Required environment variables:

  • Anthropic: ANTHROPIC_API_KEY
  • OpenAI: OPENAI_API_KEY
  • Azure: AZURE_OPENAI_ENDPOINT, AZURE_OPENAI_API_KEY, AZURE_OPENAI_DEPLOYMENT

Scenarios

Define test scenarios with prompts and evaluation criteria:

scenarios:
  - id: "search-and-analyze"
    servers: ["my-server"]
    prompt: |
      Search for items matching criteria X,
      then analyze the results and provide insights.

    eval:
      # Validate tool usage
      tool_constraints:
        required_tools: ["search", "analyze"]
        forbidden_tools: ["delete"]

      # Validate tool sequence
      tool_sequence:
        allow:
          - ["search", "analyze"]
          - ["search", "search", "analyze"]

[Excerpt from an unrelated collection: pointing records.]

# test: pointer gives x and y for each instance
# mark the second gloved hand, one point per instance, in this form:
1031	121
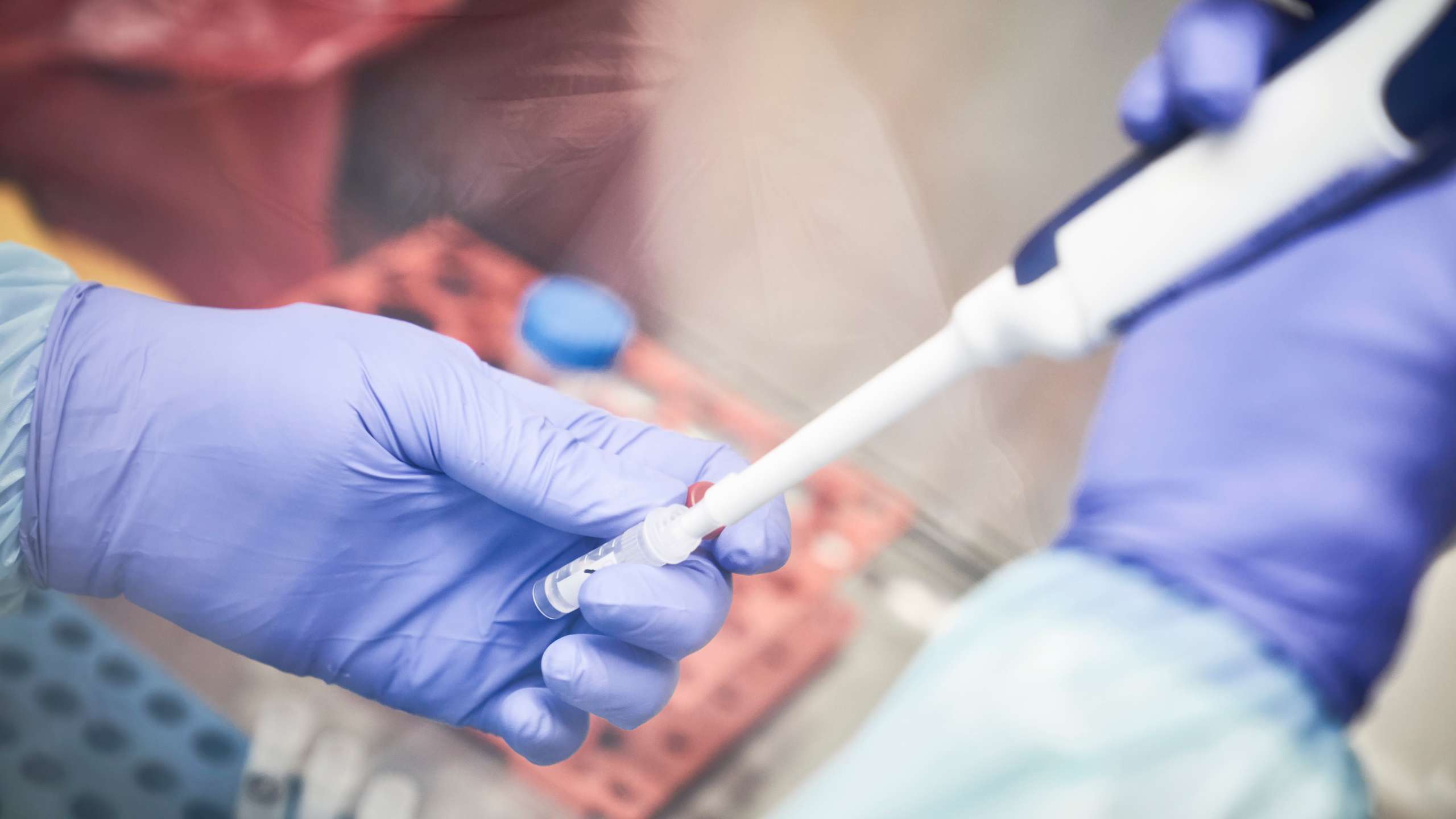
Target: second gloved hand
360	500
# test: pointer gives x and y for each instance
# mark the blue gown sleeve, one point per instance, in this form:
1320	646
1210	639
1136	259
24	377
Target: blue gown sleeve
1072	685
31	286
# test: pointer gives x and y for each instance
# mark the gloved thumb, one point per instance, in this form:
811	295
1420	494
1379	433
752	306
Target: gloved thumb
471	426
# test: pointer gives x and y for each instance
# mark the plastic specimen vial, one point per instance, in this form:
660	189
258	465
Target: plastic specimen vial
389	796
653	543
280	738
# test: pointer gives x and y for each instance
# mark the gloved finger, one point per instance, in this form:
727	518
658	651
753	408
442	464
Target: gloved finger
1147	104
536	723
672	611
1216	56
622	684
756	544
510	452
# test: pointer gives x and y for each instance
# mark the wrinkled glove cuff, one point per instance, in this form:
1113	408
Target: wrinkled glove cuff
44	437
32	286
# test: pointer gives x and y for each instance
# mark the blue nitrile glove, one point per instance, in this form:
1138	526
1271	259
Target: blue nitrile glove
1283	444
366	502
28	296
1272	470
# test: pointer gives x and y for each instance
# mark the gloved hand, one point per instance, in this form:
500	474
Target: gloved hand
365	502
1272	468
1283	444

      # Validate response content
      response_assertions:
        - type: "regex"
          pattern: "found \\d+ items"
        - type: "jsonpath"
          path: "$.summary.count"
          equals: 10

    # Extract metrics
    extract:
      - name: "item_count"
        from: "final_text"
        regex: "found (?<value>\\d+) items"

run_defaults:
  selected_agents:
    - claude-sonnet

Evaluation options:

  • tool_constraints - Which tools must/must not be used

    • required_tools: Tools that must be called
    • forbidden_tools: Tools that must not be called
  • tool_sequence - Valid sequences of tool calls

    • allow: List of allowed sequences (e.g., [["search", "analyze"]])
  • response_assertions - Validate the final response

    • regex: Pattern matching on response text
    • jsonpath: Query and validate JSON responses
  • extract - Extract metrics from responses

    • Capture values using regex named groups: (?<value>...)

🔑 Environment Variables

Add your LLM Agent API keys to .env for each provider you want to use:

Anthropic (Claude models):

# -----------------------------------------------------------------------------
# Anthropic Configuration
# -----------------------------------------------------------------------------
# Required for testing Claude models (claude-haiku-4, claude-sonnet-4)

ANTHROPIC_API_KEY=sk-ant-api03-XXXXXXXXXXXXXXXXXXXXXXXXXXXXXXXXXXXXXXXXXXXXXXXX

Azure OpenAI (GPT models):

# -----------------------------------------------------------------------------
# Azure OpenAI Configuration
# -----------------------------------------------------------------------------
# Required for testing GPT models (gpt-4o-mini, gpt-4o, etc.)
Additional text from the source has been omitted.